I have highlighted the same features Paul talks about with appropriate color arrows.

Also of note (green rounded box) is that the LCL (Lifted Condensation Level) and LFC (Level of Free Convection) are right on top of one another. AND they are less than 1KM from the ground. This means 2 things: the air parcel can lift from the ground (LFC) into the base of the storm (LCL) which means it can tap into the CAPE. It also means LCL (the visible base of the storms) will be running just above 3,000 feet off the surface. Low bases are a factor we look for in tornadic storms.

I’m also going to share a part of the graphic Paul didn’t share. Here is the shole forecast sounding and hodograph image:

Look first at the upper right hand of the image. If you have heard (perhaps in NWS or SPC discussions) the term “sickle-shaped hodograph,” this is nearly what one looks like. Imagine you’re looking from the top of the storm down, as you’d view it on a map. The red arc corresponds to the lowest 10,000 feet or so of the atmosphere, and the strong curve indicates the rotation with height which will sustain a mesocyclone.

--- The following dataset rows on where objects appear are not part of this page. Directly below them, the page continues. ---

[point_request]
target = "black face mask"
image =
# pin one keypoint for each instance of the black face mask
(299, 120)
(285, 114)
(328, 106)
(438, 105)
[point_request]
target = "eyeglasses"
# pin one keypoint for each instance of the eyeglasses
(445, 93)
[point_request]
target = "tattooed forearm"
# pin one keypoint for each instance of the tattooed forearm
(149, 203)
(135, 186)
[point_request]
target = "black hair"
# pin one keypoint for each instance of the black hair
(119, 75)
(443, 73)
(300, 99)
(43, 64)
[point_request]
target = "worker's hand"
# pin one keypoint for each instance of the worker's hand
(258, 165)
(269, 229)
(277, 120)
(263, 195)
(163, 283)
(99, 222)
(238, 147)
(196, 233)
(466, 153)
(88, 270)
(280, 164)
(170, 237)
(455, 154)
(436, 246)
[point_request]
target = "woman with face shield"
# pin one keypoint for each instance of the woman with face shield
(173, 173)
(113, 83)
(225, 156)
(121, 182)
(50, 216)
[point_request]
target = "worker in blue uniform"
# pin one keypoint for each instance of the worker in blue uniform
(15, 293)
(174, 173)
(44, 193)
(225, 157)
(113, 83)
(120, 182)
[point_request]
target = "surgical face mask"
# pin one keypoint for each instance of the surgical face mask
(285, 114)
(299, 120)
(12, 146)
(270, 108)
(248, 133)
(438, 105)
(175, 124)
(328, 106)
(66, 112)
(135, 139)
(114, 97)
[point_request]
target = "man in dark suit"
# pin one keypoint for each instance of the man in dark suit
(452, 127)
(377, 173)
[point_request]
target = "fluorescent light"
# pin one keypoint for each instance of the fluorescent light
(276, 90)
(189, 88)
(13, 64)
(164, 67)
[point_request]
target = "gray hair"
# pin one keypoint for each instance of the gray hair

There are a bunch of numerical values for the various parameters show, but let me put it in the words of SPC this afternoon:

The end result will be a rare combination of instability and shear across the Moderate Risk area, with potential for particularly strong tornadoes, wind, and extreme hail.
SPC Day 2 Outlook issued mid-day today.

CAPE

As Paul said, we start paying attention when CAPE goes over 2000 this time of year. While not as off the charts as he mentions for Oklahoma, the forecast values are nearly double the “where it gets interesting” amount.

Forecast Radar

The usual cautions apply — don’t take this literally, it will vary somewhat.

Bottom Line

All the usual advice applies:

  • Underground is the best shelter. If that’s not an option, move as low as you can go, as close to the middle of the building, as many walls as possible between you and the outside.
  • At the lake? Pack up and head for safety when you see these storms growing well to the west in the late afternoon/early evening hours, don’t let them get close before you take action.